ENSISHEIM, town in Haut-Rhin department, Alsace, E. France, about 19 mi. (30 km.) S. of *Colmar. R. *Meir of Rothenburg was held prisoner there from 1286. The first evidence that Jews were living in the town dates from 1291. They were among the victims of the *Armleder persecutions in 1338. The community had hardly been reconstituted when it suffered from the persecutions accompanying the *Black Death in 1348–49. A few Jews again settled there from 1371. The small community welcomed the Jews expelled from Kaysersberg and *Mulhouse at the beginning of the 16th century.
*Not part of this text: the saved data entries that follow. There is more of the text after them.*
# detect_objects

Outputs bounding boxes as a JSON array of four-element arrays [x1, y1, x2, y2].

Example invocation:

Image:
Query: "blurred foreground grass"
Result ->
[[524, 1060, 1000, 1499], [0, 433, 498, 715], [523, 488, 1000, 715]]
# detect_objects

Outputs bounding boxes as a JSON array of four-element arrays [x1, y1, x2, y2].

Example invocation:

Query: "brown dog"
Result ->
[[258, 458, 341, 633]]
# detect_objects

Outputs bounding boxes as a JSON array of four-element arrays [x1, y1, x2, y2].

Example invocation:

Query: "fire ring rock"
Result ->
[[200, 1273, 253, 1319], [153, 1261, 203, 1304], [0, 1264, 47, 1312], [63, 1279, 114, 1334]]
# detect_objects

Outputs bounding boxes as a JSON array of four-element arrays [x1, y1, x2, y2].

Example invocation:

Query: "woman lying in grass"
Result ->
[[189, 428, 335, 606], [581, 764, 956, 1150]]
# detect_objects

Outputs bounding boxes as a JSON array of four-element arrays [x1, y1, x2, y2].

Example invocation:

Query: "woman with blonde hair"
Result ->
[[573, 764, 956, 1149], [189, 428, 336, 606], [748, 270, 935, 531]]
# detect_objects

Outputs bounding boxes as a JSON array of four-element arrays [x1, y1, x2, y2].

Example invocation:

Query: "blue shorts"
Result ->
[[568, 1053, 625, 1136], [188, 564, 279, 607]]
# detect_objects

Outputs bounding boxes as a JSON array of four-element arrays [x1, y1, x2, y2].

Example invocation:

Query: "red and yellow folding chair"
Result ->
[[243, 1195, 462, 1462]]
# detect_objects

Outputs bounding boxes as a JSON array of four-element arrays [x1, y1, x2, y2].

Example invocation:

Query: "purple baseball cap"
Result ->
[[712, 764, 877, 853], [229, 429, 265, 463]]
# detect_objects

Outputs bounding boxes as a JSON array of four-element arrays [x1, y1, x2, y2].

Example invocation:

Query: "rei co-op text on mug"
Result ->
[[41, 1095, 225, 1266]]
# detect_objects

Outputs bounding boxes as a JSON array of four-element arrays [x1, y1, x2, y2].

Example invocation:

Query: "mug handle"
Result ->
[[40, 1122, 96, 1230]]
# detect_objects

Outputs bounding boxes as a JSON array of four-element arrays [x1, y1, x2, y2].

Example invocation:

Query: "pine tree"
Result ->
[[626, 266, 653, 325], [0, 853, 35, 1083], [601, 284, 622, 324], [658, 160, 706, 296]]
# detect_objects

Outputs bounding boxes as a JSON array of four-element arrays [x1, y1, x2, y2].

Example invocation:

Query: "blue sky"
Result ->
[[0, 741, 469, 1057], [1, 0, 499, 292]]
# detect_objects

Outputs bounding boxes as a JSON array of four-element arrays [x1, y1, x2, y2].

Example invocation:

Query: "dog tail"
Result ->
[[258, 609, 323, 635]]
After an ordinance of 1547, only one Jewish family was allowed to reside in Ensisheim and the surrounding localities, and the synagogue was closed for worship. In 1689, some Jews were again admitted for a short while on payment of a high protection fee. It was not until 1824 that some Jews again settled there. Only a few Jews were still living there in 1936. At an unknown date there was a *blood libel in Ensisheim and the Jews there were put on trial.

BIBLIOGRAPHY:

Germ Jud, 2 (1968), 211ff.; E. Scheid, Histoire des Juifs d'Alsace (1887), 78, 107, 118, 135; F.J. Merklen, Histoire d'Ensisheim, 1 (1840), 185ff, 348; 2 (1840), 286 and passim; Z. Szajkowski, Franco-Judaica (1962), nos. 21, 1429.